Mais toutes ces fumées de bonheur et de gloire se dissipèrent lorsqu’il songea à la difficulté de revoir prochainement Geneviève et à la possibilité effrayante de ne la revoir jamais. Il avait fait avec sa liberté de la veille mille romans délicieux en parcourant à pas lents les allées humides de la rosée du matin ; mais, à force de se créer un bonheur imaginaire, le besoin de réaliser ses rêves devint un malaise et un tourment. Son cœur battait violemment et à chaque instant semblait s’élancer hors de son sein pour rejoindre l’objet aimé. Il s’étonna de ces agitations. Il n’avait pas prévu qu’arrivé à ce point l’amour devait devenir une souffrance de toutes les heures.
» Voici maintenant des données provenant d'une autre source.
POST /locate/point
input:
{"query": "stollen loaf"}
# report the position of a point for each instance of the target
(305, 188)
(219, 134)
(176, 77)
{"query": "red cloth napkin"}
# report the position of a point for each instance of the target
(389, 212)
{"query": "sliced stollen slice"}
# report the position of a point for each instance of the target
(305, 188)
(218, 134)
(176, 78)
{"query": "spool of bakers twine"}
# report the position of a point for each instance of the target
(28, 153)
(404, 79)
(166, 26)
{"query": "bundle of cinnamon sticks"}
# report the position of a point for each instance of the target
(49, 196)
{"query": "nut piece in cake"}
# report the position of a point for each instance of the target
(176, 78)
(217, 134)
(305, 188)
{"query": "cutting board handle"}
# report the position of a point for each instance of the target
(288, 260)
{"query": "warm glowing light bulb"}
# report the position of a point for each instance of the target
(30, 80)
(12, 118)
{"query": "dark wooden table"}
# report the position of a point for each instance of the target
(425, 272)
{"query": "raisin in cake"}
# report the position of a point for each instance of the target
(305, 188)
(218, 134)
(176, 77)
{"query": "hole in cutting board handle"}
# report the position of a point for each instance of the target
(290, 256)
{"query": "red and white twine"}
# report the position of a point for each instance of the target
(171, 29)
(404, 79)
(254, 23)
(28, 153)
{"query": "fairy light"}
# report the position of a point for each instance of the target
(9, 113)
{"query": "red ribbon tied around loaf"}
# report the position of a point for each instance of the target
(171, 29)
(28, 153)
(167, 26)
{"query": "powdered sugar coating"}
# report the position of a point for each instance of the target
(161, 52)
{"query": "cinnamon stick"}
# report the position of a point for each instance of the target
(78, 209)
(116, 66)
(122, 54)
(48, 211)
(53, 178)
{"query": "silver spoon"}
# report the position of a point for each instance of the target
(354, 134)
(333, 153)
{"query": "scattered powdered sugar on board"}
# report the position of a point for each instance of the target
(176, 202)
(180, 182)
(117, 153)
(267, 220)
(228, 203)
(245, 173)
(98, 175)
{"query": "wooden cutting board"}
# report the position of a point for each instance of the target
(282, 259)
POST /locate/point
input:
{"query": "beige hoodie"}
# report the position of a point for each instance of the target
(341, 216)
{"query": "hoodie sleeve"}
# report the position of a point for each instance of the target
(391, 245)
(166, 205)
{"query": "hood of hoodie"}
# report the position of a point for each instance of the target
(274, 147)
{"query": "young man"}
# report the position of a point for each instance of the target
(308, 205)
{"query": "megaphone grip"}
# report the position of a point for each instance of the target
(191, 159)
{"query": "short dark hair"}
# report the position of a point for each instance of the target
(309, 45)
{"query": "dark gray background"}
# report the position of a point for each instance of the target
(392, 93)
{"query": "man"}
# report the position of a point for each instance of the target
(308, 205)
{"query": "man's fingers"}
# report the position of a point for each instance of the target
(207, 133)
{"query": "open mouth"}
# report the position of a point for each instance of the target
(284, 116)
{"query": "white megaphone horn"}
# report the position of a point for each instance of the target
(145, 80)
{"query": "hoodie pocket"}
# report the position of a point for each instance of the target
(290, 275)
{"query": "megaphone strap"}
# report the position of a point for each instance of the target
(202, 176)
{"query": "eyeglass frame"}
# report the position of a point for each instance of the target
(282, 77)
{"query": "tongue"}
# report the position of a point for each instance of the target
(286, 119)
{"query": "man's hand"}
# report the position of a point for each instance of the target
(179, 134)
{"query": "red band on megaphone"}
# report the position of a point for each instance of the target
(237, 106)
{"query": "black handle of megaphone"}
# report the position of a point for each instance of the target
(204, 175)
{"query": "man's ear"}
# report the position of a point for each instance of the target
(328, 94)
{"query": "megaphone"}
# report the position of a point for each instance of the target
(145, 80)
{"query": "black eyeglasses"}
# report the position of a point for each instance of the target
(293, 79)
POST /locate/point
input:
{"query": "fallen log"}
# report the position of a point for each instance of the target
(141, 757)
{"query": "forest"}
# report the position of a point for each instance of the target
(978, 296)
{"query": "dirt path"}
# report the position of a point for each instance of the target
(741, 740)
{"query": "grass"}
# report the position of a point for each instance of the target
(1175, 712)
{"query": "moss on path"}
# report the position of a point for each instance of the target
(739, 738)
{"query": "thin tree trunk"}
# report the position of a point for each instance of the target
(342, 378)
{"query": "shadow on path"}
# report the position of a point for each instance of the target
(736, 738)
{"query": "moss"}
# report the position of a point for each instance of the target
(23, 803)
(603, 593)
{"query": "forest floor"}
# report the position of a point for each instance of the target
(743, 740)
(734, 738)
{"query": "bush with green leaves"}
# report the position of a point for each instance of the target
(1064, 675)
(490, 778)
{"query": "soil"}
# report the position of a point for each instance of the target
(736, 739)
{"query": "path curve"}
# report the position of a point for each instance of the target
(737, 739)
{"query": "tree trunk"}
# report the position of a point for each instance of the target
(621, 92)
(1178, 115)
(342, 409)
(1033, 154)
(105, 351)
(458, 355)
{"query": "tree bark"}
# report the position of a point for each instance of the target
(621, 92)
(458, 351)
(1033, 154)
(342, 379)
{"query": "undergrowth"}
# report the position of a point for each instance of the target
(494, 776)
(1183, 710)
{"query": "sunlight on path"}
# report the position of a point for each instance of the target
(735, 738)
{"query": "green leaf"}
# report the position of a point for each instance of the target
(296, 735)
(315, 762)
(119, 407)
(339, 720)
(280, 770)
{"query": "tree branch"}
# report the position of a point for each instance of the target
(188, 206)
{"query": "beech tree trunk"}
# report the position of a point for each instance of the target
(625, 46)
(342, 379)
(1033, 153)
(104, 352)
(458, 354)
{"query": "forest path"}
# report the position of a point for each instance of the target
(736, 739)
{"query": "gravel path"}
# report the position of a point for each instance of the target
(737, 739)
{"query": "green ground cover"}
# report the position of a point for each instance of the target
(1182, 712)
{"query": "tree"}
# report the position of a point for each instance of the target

Il avait cru au contraire que, du moment où il aurait retrouvé l’objet d’une si longue attente, sa vie s’écoulerait calme, pleine et délicieuse ; qu’un jour de bonheur suffirait à ses rêveries et à ses souvenirs pendant un mois, et qu’il aurait autant de douceur à savourer le passé qu’à jouir du présent. Maintenant la veille lui semblait s’être envolée trop rapidement ; il se reprochait de n’en avoir pas profité ; il se rappelait cent circonstances où il aurait pu dire à propos un mot qui lui eût obtenu la bienveillance de Geneviève, et il éprouvait un regret mortel de sa timidité. Il brûlait de trouver l’occasion de la réparer ; mais quand viendrait cette occasion ? dans huit jours ? dans quatre ? un seul lui paraissait éternellement long, et l’ennui dévorait déjà sa vie.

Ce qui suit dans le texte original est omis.